Use Case: Decoupled systems, async processing.

Pros:

  • Highly scalable
  • Loose coupling
  • Easy to add agents

Cons:

  • Eventually consistent
  • Debugging complexity

Communication Protocols

Synchronous (Request-Response)

// Agent A calls Agent B directly
const result = await agentB.process(data);

When to use: Need immediate result, simple operations.

Asynchronous (Message Queue)

// Agent A publishes to queue
await queue.publish('charlie.tasks', { document: data });

// Charlie subscribes and processes
queue.subscribe('charlie.tasks', async (msg) => {
const result = await process(msg.document);
await queue.publish('charlie.results', result);
});

When to use: High volume, fire-and-forget, resilience needed.

State Management

Centralized State (Redis)

flowchart TB
subgraph agents [Agents]
A[Alpha]
B[Bravo]
C[Charlie]
end

Redis[(Redis State Store)]

A --> Redis
B --> Redis
C --> Redis

Use: Shared counters, session data, rate limits.

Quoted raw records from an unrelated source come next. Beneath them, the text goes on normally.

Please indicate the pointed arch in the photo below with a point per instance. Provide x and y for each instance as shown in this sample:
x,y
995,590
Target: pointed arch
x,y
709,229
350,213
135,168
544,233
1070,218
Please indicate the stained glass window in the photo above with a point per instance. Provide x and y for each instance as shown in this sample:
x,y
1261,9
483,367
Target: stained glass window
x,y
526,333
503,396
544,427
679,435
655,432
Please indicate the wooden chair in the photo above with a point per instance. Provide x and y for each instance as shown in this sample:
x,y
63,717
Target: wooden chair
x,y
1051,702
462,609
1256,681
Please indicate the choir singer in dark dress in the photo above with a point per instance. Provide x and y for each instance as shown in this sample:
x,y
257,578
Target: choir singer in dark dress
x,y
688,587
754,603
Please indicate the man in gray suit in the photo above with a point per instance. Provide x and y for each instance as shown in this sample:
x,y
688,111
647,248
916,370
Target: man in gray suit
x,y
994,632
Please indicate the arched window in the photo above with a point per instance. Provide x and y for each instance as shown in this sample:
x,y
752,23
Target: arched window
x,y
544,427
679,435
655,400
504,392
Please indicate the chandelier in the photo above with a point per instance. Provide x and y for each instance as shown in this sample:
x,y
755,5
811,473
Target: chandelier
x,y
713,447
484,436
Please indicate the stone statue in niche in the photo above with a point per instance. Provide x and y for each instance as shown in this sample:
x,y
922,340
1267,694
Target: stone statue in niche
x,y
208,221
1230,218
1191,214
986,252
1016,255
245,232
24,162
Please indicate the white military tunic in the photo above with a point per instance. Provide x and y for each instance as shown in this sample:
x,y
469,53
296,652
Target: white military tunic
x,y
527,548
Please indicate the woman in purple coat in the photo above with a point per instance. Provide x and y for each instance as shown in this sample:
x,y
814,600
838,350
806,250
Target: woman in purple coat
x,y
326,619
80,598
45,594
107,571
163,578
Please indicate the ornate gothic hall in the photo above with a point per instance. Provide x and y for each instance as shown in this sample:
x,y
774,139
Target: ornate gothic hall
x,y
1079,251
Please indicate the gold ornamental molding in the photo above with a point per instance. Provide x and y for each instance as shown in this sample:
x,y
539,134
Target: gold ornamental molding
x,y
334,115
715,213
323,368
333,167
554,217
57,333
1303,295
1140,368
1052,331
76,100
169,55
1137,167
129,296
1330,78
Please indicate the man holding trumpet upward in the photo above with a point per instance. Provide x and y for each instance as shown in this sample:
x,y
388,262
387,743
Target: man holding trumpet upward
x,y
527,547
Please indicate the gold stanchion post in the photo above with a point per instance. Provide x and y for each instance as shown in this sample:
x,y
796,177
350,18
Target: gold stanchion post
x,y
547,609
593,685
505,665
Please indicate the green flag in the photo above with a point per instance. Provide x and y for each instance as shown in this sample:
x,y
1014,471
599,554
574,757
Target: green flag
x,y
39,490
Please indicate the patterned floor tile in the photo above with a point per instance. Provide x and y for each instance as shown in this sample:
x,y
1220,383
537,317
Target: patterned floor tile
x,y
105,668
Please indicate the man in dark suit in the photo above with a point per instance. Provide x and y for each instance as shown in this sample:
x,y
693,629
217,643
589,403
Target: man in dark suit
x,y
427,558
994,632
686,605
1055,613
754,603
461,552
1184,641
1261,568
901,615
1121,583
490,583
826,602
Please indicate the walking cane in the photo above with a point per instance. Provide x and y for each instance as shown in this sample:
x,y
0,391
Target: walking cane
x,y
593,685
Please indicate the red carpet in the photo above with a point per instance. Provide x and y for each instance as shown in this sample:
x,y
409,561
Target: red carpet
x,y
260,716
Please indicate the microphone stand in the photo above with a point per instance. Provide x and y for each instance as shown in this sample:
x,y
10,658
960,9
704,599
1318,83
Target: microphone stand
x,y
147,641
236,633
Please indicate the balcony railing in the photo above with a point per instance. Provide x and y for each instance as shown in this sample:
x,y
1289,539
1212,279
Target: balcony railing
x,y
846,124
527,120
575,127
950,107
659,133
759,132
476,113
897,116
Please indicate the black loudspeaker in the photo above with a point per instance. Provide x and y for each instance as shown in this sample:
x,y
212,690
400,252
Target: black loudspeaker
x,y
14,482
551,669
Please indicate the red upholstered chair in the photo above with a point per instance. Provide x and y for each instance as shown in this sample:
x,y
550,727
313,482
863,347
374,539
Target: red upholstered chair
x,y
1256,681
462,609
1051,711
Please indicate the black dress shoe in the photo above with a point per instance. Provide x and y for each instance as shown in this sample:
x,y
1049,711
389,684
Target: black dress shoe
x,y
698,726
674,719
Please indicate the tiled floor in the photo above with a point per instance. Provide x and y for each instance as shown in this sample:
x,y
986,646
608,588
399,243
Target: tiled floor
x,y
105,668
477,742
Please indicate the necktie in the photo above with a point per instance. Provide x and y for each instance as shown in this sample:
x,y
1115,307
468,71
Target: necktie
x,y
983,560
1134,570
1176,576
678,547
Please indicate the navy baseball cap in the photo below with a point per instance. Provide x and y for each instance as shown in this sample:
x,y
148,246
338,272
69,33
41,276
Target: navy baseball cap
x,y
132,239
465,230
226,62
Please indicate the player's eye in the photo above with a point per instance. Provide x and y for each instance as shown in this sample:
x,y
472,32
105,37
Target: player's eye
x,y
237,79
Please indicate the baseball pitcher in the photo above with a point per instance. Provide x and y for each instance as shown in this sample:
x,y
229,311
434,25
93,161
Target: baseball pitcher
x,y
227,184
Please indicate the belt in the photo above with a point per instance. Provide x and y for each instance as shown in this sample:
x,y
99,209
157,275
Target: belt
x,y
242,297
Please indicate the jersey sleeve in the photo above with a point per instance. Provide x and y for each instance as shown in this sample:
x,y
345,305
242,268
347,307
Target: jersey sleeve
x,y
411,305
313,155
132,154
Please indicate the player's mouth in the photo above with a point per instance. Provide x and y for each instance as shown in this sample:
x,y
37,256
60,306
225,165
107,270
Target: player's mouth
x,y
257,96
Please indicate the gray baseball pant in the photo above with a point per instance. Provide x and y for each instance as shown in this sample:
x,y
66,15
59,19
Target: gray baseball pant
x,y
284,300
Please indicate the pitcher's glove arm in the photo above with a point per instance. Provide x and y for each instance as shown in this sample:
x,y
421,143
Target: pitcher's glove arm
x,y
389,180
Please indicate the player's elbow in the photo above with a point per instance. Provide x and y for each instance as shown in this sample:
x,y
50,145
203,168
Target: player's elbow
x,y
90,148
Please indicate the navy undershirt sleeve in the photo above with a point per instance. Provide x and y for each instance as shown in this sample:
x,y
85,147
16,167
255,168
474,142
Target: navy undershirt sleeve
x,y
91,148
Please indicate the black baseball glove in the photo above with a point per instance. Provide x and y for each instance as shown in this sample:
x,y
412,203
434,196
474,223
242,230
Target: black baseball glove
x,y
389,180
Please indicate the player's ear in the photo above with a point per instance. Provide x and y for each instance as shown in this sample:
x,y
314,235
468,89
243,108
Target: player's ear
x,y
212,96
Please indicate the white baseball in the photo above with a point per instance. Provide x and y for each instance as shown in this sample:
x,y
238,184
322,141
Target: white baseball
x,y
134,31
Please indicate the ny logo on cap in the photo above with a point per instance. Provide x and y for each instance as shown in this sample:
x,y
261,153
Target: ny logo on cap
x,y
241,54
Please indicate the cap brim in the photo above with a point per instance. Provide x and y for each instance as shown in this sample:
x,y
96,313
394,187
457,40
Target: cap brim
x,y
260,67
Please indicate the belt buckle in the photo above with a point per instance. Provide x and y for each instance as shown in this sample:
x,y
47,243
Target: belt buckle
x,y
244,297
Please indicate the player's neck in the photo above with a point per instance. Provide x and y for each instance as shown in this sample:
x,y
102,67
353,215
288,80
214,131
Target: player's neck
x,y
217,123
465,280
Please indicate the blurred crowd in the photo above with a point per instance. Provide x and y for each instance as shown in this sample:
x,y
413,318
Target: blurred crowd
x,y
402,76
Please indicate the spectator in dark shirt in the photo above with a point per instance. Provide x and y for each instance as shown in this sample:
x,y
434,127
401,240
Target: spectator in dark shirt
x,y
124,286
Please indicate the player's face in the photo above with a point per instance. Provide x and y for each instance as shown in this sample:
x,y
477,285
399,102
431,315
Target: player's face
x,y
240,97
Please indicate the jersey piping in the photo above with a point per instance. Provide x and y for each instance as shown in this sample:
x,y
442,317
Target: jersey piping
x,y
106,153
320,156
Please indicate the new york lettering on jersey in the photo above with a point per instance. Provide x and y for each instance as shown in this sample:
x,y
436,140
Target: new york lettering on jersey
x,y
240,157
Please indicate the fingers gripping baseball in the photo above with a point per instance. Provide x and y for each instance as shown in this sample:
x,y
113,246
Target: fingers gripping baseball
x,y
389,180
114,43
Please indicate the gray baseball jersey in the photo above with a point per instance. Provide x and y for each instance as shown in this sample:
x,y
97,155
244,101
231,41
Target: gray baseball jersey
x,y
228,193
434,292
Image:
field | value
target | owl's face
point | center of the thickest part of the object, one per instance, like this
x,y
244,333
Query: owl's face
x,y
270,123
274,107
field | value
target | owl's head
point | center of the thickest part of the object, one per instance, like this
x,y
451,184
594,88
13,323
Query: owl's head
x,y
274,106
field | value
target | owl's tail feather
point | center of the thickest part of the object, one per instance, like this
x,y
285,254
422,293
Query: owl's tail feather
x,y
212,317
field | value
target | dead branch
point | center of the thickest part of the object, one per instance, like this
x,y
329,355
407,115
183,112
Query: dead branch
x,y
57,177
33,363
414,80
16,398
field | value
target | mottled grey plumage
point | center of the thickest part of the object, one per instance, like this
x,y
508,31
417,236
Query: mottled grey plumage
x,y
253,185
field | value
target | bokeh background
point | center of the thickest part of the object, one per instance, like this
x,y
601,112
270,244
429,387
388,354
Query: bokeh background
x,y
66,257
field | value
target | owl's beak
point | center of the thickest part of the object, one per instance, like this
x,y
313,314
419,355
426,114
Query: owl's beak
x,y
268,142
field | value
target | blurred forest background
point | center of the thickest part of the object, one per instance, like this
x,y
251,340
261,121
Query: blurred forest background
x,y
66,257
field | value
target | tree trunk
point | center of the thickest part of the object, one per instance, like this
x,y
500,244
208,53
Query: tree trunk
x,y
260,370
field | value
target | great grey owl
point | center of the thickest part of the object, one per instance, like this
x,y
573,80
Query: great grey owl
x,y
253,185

Distributed State (Per-Agent)

flowchart LR
A[Alpha + State A]
B[Bravo + State B]
C[Charlie + State C]

Use: Agent-specific state, no sharing needed.

Workflow State (Lima)

{
"workflow_id": "wf-123",
"current_step": 3,
"state": {
"lead_validated": true,
"enrichment_complete": true,
"email_generated": false
},
"history": [
{"agent": "ALPHA001", "result": "success"},
{"agent": "ECHO001", "result": "success"}
]
}

Error Handling

Retry Pattern

flowchart TB
Task[Execute Task] --> Check{Success?}
Check -->|Yes| Done[Complete]
Check -->|No| Retry{Attempts < Max?}
Retry -->|Yes| Wait[Backoff Wait]
Wait --> Task
Retry -->|No| Escalate[Escalate/Fail]

Circuit Breaker

stateDiagram-v2
[*] --> Closed
Closed --> Open: Failures > Threshold
Open --> HalfOpen: Timeout Elapsed
HalfOpen --> Closed: Success
HalfOpen --> Open: Failure

Dead Letter Queue

Failed messages go to a DLQ for manual review:

Main Queue → Agent → Success ✓

Failure (after retries)

Dead Letter Queue → Human Review

Best Practices

  1. Start with Orchestrator-Worker — Simplest pattern, optimize later
  2. Use async for high volume — Don't block on slow operations
  3. Implement idempotency — Safe to retry any operation
  4. Log everything — Correlation IDs across agents
  5. Set timeouts — Don't let agents hang forever
  6. Design for failure — Every call can fail